Tre poi gli interventi, in ruolo di discussant, per sollecitare riflessioni e conclusioni.
In prima battuta Enrico Menduni che ha sottoposto alla platea alcune riflessioni: innanzitutto Menduni è convinto che qualsiasi iniziativa di sviluppo dei servizi pubblici sono possibili solo in un ambiente tecnologico digitale con forme di pagamento degli utenti; che forse non sarà possibile ottenere l’accordo di tutti su un servizio europeo, ma certo sono auspicabili iniziative plurime, in senso produttivo e di messa in onda, che sappiano cooptare anche energie di altro tipo, ivi comprese le reti comunitarie e i contenuti generati dagli utenti; che però non possono limitarsi all’informazione sull’Unione europea o alla divulgazione delle sue politiche. Su questo presupposto ha posto alcune domande (vedi cartella allegata).
Enrico Grazzini, giornalista ed analista esperto di nuovi media, si chiede se la pura riproposizione del servizio pubblico in senso tradizionale sia ancora possibile. Pubblico probabilmente non vuol dire che possa essere definito come tale il servizio che sia eccellente. Siamo in un mondo che si avvia all’on demand, la gente è sempre più consapevole dei mezzi. Servizio pubblico dovrebbe voler dire abilitare la gente ad un utilizzo consapevole e completo dei mezzi. I giornali hanno sottovalutato queste questioni fino a quando la crisi non è stata verticale. Quale può essere il ruolo del servizio pubblico con un pubblico attivo?
Andrea Melodia, Professore alla Lumsa di Roma. In Europa i servizi pubblci radio-televisivi sono in crisi, per ragioni economiche o politiche. Eppure il bisogno di servizio pubblico è sempre più pressante, perché siamo in una società che si prepara a vivere una profonda trasformazione. Che rifiuta per esempio l’usi del conflitto armato e ha bisogno quindi quanto mai di comunicazione. Fondamentale quindi il ruolo dei media.
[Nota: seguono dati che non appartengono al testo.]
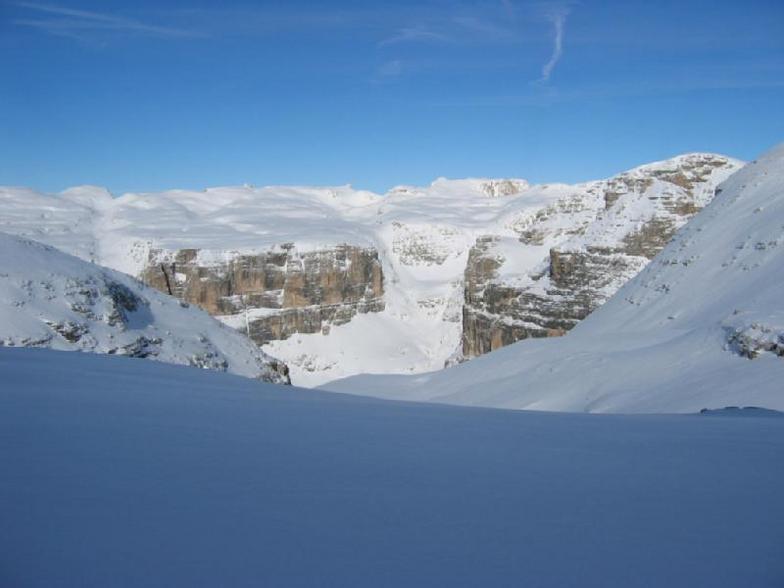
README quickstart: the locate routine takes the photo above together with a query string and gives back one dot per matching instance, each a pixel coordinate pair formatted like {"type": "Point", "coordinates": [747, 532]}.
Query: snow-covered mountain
{"type": "Point", "coordinates": [54, 300]}
{"type": "Point", "coordinates": [702, 326]}
{"type": "Point", "coordinates": [336, 281]}
{"type": "Point", "coordinates": [128, 473]}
Occorrono delle linee guida, qui il ruolo del servizio pubblico, fondamentale.
Bruno Somalvico, Segretario di Infocivica, ha auspicato che lo stesso tavolo di discussione si ritrovi nel 2015, in occasione del 150enario, per discutere fattivamente su una definizione del Servizio Pubblico.
Alcune brevi riflessioni sono nate a ribattuta:
Hasebrinck ha proposto che si lavori a nuovi contenuti per il servizio pubblico, con attenzione alle effettive esigenze proposte dalla gente.
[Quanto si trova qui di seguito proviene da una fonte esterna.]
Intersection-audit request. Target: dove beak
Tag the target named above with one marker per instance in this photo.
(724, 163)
Musso ha sottolineato che dobbiamo uscire dall’ebbrezza del tecnologismo, sempre ricordando che il cittadino non è un consumatore.
Cadima ha ricordato ancora una volta i compiti deontologici del servizio pubblico: conoscenza, cultura, il consolidamento del progetto europeo.
La Professoressa Klimkiewick ha sottolineato come l’adattamento dei servizi pubblici all’online sia ovviamente indispensabile. I nuovi media hanno una potenzialità di utilizzo che è tutta da scoprire. Senza dimenticare che i contenuti dei servizi pubblici vadano senz’altro definiti a livello nazionale e sopranazionale.
Schlesinger ha ricordato come questi siano senza dubbio tempi spinosi di confronto e definizione. Tutte le volte che si parla di servizio pubblico ovviamente ci sono conflitti. Ancora non sappiamo come nuovi schemi del consumo media possano nascere e far crescere le nuove e future generazioni. Sono molteplici in questo scenario le domande aperte. Le istituzioni sono elementi fondamentali per riprodurre valori. Centrale è la domanda sull’autorevolezza delle fonti.